Alışıyordu insan, ölene alışıyordu ve gitgide ölüme alışıyordu.
Nasıl olsa ölüm çok da uzak değildi. Nasıl olsa ölüm zengin fakir ayırt etmeden herkese misafir olan, nevi şahsına münhasır gerçeklerden biriydi. Neler oluyor, hangi fırtınalarda hangi gemiler batıyor, hangi depremlerde hangi krallıklar yerin altına geçiyordu ama hayat bir şekilde devam etmesini başarıyordu.
Bombaların patladığı yerde çimenler bitiyor, kanların aktığı yerde güller açıyor, yıkılan sütunların yerine daha sağlamları dikiliyordu. İnsan direnmeye ve direndikçe kazanacağına dair umudunu yaşatmaya devam ediyordu. Masallar yalan değildi, hayal ürünü değildi. Sadece gerçekleri daha çocuksu bir dille anlatmanın yoluydu. Koca ağızlı kılıktan kılığa giren kurtlardan her yerde vardı, satmaya çalıştığı son kibriti donan parmaklarının arasında bir nebze olsun ısınmak için yakarken soğuktan donan kızlar erkekler çoktu.
Korkak bir millet ancak korkak bir nesil yetiştirebilecekti.
Üç çocuğu ve yemek pişirmek için kılı kırk yararcasına hesap yapan hanımıyla asgari ücretle geçinmeye çalışırken popüler sosyal medya sitelerinde nasıl zengin olduklarını bilmediğimiz insanların şımarık çocuklarının zevk fotoğraflarına hayran kalan insan kitlesi halen vardı. Ve var olmaya devam edecekti.
Sorgusuz sualsiz kabul edenin, sormanın asilik olduğunu, karşı durmanın boşa olduğunu söyleyenler var oldukça bazı şeyler asla tamir edilemeyecekti. Korkak bir millet ancak korkak bir nesil yetiştirebilecekti. Yazacak çok şey vardı ama bazı şeyler Fahri abinin ansızın gidişinden dolayı birbirine karıştı kaldı.
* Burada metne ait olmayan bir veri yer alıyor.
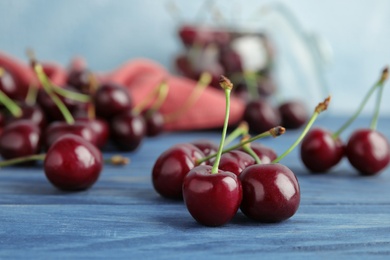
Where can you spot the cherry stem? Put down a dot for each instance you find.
(47, 86)
(247, 148)
(385, 75)
(227, 87)
(242, 129)
(12, 107)
(203, 82)
(34, 157)
(274, 132)
(117, 160)
(380, 83)
(320, 108)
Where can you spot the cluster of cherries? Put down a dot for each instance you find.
(246, 58)
(216, 181)
(70, 123)
(367, 150)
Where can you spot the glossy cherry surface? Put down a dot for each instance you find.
(20, 138)
(271, 192)
(261, 116)
(128, 131)
(57, 129)
(235, 161)
(320, 151)
(368, 151)
(171, 167)
(211, 199)
(294, 114)
(72, 163)
(112, 99)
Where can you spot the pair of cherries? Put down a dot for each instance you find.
(367, 150)
(265, 192)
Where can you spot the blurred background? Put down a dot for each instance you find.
(339, 46)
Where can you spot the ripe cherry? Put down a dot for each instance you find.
(271, 192)
(72, 163)
(171, 167)
(368, 151)
(320, 150)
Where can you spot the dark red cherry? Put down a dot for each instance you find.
(50, 108)
(154, 121)
(235, 161)
(57, 129)
(320, 151)
(265, 154)
(72, 163)
(261, 116)
(368, 151)
(271, 192)
(294, 114)
(112, 99)
(100, 127)
(128, 131)
(211, 199)
(33, 113)
(171, 167)
(20, 138)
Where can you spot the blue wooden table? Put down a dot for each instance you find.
(341, 214)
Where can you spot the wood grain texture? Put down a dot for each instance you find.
(342, 215)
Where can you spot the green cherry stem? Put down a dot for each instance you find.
(47, 86)
(247, 148)
(34, 157)
(379, 83)
(374, 122)
(12, 107)
(319, 108)
(274, 132)
(241, 130)
(227, 87)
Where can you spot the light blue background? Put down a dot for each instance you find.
(108, 33)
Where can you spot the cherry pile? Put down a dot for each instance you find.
(367, 150)
(214, 185)
(247, 59)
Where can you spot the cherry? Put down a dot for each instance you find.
(235, 161)
(271, 192)
(368, 151)
(100, 127)
(72, 163)
(111, 99)
(171, 167)
(20, 138)
(127, 131)
(211, 198)
(261, 116)
(320, 150)
(57, 129)
(294, 114)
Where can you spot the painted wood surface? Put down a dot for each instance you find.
(341, 215)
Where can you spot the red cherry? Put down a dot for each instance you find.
(112, 99)
(20, 138)
(261, 116)
(368, 151)
(271, 192)
(320, 151)
(235, 161)
(171, 167)
(211, 199)
(59, 128)
(128, 131)
(294, 114)
(72, 163)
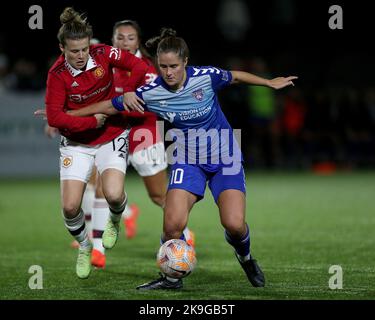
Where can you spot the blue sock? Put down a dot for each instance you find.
(242, 245)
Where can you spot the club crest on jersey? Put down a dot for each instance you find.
(198, 94)
(67, 162)
(99, 72)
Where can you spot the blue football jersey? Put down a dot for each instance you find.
(201, 133)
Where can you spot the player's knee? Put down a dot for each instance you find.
(70, 209)
(234, 226)
(114, 197)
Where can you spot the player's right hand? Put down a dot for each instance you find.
(100, 119)
(50, 132)
(132, 102)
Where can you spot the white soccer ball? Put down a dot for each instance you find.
(176, 258)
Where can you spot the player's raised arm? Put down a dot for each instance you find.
(104, 107)
(249, 78)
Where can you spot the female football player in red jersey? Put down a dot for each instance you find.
(146, 150)
(80, 76)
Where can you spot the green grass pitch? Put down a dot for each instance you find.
(301, 224)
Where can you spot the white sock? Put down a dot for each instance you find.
(77, 228)
(116, 213)
(87, 203)
(100, 214)
(186, 233)
(127, 212)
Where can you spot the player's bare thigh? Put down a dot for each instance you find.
(177, 207)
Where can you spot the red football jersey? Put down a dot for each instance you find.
(138, 120)
(70, 89)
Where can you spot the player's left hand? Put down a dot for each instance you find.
(41, 113)
(132, 102)
(281, 82)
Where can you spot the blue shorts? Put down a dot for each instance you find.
(193, 178)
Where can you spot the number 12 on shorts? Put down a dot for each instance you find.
(177, 176)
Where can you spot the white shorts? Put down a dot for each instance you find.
(77, 160)
(149, 161)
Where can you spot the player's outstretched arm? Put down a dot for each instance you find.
(249, 78)
(102, 107)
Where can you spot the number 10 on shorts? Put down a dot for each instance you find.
(177, 176)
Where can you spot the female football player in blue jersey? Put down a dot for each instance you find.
(204, 147)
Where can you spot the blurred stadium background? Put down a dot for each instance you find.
(325, 125)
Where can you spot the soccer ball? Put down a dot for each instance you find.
(176, 258)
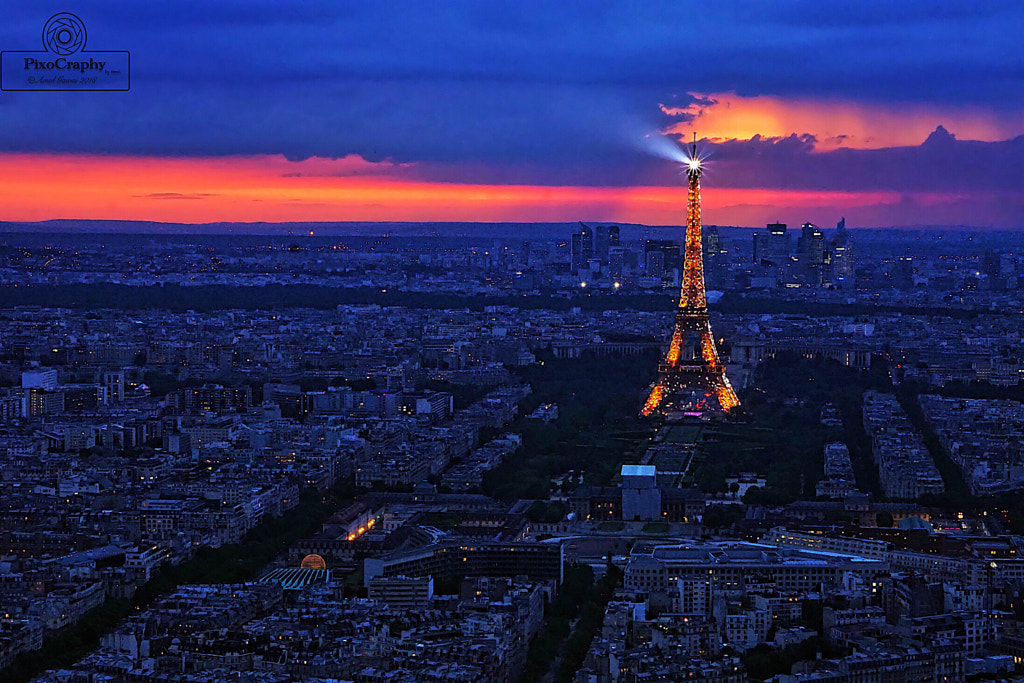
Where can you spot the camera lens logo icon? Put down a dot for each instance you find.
(64, 34)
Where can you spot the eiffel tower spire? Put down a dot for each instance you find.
(691, 383)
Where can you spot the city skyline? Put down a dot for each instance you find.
(248, 113)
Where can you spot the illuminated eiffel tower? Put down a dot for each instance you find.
(696, 383)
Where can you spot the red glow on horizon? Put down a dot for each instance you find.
(272, 189)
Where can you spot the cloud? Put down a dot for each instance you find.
(175, 196)
(940, 164)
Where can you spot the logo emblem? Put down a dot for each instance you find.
(64, 34)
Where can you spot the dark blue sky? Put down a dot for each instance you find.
(556, 93)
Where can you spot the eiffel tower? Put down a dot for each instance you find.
(691, 381)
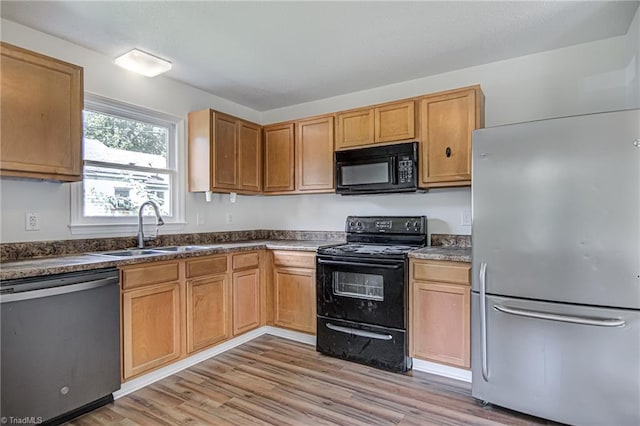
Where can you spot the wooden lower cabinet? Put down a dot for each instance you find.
(295, 299)
(207, 312)
(151, 327)
(440, 312)
(246, 300)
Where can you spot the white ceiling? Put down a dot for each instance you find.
(267, 55)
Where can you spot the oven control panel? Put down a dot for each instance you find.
(387, 224)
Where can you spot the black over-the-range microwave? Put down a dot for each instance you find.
(377, 170)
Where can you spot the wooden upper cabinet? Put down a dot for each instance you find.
(355, 128)
(390, 122)
(447, 120)
(279, 158)
(395, 122)
(250, 146)
(41, 102)
(224, 153)
(314, 155)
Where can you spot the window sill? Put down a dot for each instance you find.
(122, 229)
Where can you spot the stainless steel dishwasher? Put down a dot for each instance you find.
(60, 353)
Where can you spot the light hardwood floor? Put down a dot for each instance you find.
(273, 381)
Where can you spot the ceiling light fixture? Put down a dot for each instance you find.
(143, 63)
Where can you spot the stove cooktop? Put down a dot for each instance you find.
(351, 249)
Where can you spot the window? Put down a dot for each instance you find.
(130, 156)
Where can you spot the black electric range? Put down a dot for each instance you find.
(362, 289)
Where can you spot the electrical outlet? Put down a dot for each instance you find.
(31, 221)
(465, 218)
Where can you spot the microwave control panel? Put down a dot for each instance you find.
(405, 169)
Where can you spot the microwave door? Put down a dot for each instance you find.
(365, 175)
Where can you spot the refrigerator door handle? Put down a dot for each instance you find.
(600, 322)
(483, 320)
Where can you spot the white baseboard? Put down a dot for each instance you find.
(142, 381)
(291, 335)
(442, 370)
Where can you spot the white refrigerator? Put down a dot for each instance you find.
(556, 268)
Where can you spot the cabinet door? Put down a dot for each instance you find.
(199, 149)
(226, 152)
(150, 327)
(440, 323)
(246, 300)
(395, 122)
(41, 101)
(314, 155)
(207, 312)
(250, 147)
(447, 122)
(355, 128)
(278, 158)
(295, 299)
Salih oturduğu banktan kalktı. Kıraathanenin kapatılmasından sonra sürekli uğradığı, soluklandığı yer burası olmuştu. Koltuğunun altına sıkıştırdığı gazete ile gelip bazen saatlerce duruyordu burada. Farkındaydı, çöpe atılacak gözüyle bakılan bir yemekte bile yeni organizmalar hayata gözlerini açardı. Yıkıntıların altından yeni medeniyetler yükselirdi. Hayat umut demekti, umut gelecek demekti.